There are significant therapeutic advantages to auditory theta burst pain management. First, it would be non-invasive, low-cost, accessible and easy to deliver. It would not require expensive magnetic stimulation devices. Second, the selective effects of theta rhythms on reducing or preventing central sensitization, as observed in this study, could be useful as a peri-surgical prophylaxis to prevent post-surgical persistent pain. However, further work is required to establish the reliability and optimization of theta auditory stimulation for acute pain management.

Overall, this study is the first to show that the analgesic properties of rPMS in acute experimental pain may be largely attributed to its auditory component rather than peripheral nerve stimulation. Characterizing the mechanism through which rPMS induces pain relief in other types of pain (clinical, experimental models of neuropathic pain) is an important step before its translation into clinical practice. As rPMS has gained increasing attention as an attractive alternative to current pharmacological treatments because its non-invasive and has few side effects, more high-quality controlled studies are needed to disentangle the mechanisms underlying rPMS-induced pain relief. Indeed, if auditory theta-range stimuli are effective at reducing central sensitization, then the study of underlying mechanisms warrants further investigation, as it presents a low-cost, easy pain management solution.

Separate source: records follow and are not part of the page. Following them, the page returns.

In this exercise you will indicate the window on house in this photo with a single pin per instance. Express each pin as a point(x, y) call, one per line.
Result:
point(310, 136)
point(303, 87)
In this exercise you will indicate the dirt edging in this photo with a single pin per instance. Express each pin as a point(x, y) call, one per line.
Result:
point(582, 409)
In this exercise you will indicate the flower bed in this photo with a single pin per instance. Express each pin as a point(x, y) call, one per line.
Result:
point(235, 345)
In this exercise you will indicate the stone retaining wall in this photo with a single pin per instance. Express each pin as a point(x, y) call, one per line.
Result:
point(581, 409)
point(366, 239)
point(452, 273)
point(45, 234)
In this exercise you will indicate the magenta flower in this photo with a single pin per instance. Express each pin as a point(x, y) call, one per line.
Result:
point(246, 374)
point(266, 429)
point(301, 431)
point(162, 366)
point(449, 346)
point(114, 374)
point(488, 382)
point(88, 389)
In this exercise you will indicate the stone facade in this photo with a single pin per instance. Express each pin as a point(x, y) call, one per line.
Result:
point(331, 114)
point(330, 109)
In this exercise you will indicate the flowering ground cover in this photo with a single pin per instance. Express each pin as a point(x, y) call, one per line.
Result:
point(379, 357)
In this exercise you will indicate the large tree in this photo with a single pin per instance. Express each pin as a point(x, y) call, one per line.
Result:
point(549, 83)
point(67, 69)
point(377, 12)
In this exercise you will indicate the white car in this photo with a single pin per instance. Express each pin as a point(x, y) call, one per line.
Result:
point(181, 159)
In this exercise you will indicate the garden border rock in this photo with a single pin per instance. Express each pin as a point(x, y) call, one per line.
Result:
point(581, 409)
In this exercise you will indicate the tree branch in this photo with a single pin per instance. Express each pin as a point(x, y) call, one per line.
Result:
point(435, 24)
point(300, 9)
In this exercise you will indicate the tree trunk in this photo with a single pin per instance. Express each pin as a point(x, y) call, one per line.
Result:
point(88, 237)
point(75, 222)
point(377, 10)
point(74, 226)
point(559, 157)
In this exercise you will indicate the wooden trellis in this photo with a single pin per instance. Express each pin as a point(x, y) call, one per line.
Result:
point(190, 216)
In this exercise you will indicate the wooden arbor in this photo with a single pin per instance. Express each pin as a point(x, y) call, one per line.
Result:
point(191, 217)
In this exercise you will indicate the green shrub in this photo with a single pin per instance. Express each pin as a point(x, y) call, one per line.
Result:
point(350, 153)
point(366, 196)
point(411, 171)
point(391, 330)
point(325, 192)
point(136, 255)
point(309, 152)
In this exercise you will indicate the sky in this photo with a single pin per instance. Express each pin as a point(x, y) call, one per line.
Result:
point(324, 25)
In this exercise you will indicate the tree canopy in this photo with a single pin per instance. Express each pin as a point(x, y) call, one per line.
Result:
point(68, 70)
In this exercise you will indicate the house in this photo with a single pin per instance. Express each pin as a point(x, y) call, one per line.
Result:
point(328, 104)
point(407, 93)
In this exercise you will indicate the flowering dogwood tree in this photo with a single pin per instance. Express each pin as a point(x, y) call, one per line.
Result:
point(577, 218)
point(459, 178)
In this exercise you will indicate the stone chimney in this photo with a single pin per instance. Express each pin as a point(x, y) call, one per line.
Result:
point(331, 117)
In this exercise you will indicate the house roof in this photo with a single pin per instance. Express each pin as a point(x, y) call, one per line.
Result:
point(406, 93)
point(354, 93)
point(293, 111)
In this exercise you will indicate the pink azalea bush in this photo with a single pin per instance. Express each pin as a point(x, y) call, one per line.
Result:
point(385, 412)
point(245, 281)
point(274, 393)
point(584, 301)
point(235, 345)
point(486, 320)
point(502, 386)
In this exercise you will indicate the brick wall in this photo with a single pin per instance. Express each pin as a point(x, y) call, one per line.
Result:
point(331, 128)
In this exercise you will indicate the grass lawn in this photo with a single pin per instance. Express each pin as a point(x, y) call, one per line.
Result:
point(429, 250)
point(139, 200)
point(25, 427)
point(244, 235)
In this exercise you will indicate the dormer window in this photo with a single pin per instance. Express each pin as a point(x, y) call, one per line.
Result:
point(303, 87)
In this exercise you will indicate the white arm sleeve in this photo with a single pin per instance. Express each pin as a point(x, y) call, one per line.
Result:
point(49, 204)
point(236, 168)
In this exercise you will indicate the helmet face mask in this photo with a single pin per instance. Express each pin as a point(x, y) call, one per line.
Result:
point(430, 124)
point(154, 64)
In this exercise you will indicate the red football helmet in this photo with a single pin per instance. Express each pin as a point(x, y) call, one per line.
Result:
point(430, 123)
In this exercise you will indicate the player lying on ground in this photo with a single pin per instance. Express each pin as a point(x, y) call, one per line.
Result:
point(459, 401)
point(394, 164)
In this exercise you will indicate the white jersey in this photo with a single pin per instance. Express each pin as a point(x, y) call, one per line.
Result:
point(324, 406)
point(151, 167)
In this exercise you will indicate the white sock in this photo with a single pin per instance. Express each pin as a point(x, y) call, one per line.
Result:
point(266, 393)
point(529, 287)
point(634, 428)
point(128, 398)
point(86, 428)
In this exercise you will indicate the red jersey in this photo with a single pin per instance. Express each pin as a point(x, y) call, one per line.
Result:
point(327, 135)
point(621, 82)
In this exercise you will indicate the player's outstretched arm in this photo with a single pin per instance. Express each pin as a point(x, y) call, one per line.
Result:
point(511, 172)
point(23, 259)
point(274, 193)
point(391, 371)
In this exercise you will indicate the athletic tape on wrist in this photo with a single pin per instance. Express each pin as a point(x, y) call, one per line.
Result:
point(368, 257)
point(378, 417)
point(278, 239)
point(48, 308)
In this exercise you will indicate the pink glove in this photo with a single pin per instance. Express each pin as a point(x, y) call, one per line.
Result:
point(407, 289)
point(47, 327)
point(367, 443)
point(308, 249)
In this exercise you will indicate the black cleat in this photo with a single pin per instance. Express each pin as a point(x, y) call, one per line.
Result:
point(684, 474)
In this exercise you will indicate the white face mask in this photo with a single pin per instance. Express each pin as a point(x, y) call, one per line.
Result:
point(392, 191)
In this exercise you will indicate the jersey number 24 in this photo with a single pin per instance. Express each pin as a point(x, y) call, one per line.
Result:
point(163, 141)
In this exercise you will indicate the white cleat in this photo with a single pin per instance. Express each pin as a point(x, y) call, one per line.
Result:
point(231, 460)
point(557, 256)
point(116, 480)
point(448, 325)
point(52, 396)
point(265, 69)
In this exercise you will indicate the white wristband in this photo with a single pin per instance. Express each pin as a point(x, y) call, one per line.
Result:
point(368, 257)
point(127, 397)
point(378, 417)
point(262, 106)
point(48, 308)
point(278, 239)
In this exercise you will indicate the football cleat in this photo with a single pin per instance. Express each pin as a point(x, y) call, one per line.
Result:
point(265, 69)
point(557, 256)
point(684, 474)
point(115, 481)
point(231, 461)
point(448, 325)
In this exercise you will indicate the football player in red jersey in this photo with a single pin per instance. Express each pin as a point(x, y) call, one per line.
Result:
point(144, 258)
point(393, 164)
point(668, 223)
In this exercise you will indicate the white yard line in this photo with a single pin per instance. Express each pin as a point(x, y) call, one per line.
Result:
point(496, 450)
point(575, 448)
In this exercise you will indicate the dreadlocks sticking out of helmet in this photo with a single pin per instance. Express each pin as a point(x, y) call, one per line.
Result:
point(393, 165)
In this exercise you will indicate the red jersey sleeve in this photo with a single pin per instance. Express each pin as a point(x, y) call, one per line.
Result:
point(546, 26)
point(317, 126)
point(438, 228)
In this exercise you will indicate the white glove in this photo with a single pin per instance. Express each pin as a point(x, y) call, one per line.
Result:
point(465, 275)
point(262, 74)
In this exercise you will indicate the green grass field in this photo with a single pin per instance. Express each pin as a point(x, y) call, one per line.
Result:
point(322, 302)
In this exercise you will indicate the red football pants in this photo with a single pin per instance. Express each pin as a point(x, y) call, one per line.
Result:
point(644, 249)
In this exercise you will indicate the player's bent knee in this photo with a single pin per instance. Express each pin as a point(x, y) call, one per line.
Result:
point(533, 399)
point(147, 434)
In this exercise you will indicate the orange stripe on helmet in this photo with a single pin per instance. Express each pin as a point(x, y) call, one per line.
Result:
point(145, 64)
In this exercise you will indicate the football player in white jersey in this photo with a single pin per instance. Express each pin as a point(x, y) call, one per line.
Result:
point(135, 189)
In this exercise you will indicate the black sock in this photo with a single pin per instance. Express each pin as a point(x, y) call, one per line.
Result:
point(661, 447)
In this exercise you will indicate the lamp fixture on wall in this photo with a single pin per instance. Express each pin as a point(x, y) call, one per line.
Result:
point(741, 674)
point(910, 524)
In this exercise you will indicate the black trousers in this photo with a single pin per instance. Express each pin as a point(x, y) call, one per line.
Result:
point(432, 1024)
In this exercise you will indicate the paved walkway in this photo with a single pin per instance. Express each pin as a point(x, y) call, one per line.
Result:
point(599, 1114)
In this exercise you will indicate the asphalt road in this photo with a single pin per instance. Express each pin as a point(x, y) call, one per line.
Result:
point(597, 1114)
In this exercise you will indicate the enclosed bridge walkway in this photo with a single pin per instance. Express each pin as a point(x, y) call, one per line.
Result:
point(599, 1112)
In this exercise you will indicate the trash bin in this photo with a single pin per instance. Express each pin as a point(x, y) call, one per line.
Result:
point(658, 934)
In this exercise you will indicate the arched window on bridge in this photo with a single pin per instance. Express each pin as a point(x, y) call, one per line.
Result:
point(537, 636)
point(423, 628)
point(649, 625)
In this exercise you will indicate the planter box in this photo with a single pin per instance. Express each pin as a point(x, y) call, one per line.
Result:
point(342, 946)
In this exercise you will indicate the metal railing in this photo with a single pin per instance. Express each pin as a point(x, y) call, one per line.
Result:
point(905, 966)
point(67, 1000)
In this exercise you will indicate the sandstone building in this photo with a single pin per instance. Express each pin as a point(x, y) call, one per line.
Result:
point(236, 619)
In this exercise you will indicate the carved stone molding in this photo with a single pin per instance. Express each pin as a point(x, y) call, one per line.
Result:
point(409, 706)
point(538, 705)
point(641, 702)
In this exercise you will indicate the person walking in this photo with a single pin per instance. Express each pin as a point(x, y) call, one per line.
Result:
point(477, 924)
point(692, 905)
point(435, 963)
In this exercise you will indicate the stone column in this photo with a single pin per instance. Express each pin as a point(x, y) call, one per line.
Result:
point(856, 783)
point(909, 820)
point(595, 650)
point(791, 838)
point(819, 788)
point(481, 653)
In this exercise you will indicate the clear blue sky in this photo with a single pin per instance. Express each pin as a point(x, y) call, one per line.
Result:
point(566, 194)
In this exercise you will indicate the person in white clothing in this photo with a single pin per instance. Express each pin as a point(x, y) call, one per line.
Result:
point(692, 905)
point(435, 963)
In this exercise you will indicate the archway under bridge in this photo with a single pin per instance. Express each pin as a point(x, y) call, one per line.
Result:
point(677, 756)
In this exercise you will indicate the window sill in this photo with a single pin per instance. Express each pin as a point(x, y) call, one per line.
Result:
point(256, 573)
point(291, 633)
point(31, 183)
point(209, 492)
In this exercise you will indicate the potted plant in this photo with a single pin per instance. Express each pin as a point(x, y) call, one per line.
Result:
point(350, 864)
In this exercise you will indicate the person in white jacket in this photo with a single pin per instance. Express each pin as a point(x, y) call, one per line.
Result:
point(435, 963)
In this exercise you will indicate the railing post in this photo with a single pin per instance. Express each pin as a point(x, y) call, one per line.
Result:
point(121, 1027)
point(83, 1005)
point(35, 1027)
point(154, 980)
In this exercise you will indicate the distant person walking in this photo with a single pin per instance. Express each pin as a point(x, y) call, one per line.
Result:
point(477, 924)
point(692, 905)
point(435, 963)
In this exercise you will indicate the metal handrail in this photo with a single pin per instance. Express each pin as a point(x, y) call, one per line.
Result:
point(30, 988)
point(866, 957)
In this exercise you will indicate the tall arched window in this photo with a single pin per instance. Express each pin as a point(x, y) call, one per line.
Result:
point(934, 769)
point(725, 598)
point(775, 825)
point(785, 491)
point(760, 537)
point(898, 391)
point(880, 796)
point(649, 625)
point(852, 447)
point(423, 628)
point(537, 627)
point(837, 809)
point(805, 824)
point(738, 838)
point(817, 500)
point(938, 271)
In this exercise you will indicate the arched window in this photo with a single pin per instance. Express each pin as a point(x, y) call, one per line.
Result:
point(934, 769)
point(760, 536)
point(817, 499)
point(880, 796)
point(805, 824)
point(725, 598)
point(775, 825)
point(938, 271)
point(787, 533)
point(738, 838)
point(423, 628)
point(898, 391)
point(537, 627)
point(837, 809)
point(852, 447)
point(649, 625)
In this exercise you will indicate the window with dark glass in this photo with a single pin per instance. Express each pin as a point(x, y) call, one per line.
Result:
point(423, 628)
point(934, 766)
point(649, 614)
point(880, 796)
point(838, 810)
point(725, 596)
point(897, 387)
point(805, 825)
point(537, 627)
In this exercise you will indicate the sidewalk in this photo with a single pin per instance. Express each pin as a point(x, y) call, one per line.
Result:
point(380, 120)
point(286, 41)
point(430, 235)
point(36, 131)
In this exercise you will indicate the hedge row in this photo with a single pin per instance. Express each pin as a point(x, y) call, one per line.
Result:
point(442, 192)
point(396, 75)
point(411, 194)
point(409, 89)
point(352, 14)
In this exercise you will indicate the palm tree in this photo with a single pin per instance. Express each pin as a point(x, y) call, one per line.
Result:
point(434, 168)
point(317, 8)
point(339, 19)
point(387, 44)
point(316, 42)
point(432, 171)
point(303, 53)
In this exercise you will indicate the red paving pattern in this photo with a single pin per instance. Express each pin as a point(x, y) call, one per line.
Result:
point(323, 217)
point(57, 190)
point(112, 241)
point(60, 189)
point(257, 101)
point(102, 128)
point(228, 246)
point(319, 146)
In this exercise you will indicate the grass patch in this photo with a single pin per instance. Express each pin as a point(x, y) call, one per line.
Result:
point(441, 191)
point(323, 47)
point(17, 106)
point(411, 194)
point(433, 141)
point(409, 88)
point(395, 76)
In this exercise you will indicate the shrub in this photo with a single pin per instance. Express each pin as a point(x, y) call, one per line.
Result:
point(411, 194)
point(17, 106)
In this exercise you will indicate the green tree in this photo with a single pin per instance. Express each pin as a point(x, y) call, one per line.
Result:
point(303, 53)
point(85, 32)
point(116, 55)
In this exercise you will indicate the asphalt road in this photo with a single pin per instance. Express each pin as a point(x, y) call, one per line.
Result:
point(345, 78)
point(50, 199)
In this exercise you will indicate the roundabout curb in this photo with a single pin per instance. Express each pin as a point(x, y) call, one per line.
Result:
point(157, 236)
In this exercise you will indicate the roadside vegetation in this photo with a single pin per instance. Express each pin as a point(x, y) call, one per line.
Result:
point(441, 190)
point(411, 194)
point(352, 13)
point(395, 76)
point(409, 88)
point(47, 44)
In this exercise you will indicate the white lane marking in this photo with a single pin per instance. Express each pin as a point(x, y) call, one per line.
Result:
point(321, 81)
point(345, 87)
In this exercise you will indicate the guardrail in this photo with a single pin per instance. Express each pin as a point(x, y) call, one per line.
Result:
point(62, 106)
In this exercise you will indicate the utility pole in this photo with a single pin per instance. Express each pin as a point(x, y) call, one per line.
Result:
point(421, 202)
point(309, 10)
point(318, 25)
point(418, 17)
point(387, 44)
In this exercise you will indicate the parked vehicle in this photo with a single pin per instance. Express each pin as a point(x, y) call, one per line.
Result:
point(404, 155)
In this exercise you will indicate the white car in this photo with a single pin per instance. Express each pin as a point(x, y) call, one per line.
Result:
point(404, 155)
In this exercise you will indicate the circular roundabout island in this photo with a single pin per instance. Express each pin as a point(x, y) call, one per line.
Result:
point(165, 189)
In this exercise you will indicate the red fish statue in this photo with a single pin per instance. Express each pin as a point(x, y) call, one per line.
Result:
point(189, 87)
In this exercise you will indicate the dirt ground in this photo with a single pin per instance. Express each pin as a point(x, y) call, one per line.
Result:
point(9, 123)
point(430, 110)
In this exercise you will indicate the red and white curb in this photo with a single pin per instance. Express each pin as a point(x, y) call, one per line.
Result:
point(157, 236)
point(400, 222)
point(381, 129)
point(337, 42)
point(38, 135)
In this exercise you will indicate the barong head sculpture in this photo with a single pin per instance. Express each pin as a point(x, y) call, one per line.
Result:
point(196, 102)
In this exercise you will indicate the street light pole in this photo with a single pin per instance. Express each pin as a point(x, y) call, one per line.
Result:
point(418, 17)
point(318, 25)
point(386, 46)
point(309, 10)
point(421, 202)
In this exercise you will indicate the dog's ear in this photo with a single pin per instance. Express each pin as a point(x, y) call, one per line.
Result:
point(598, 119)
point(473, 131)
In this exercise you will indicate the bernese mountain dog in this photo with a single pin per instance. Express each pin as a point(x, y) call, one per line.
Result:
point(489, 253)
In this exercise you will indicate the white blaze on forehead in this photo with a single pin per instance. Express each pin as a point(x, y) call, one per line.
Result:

Data availability statement

Data are included in the supplement of the manuscript.

Statement of Contributions

EEO, NO, SSA: Study design, data collection, analysis, writing

RT, NWDV: data collection, editing

JSK, LH, AF, AM, DAS: Study design, review, editing

MM: Conception of study, funding, analysis, editing, approval of final manuscript

Acknowledgements

EE Osokin was funded by a Medical Institute of Berezina Sergey Scholarship. M Moayedi is supported by a University of Toronto Centre for the Study of Pain — Pain Scientist Award, a Canada Research Chair (Tier 2) in Pain Neuroimaging, and the Bertha Rosenstadt Endowment Fund at the Faculty of Dentistry, University of Toronto. The authors have no conflicts to report. This study was funded through Moayedi’s discretionary funds. SS Abssy is supported by University of Toronto Excellence Award.

Dr. Liat Honigman, who is a co-author on this paper, was a beloved lab member and research associate in the Centre for Multimodal Sensorimotor and Pain Research (CMSPR) at the University of Toronto. She died on March 28, 2024. This, and many other projects in the lab would not have been possible without her expertise, guidance, and support. Liat was kind, smart, and a mentor to many trainees in the CMSPR. She held the highest standards for science, but believed in a compassionate approach to research. She is truly missed.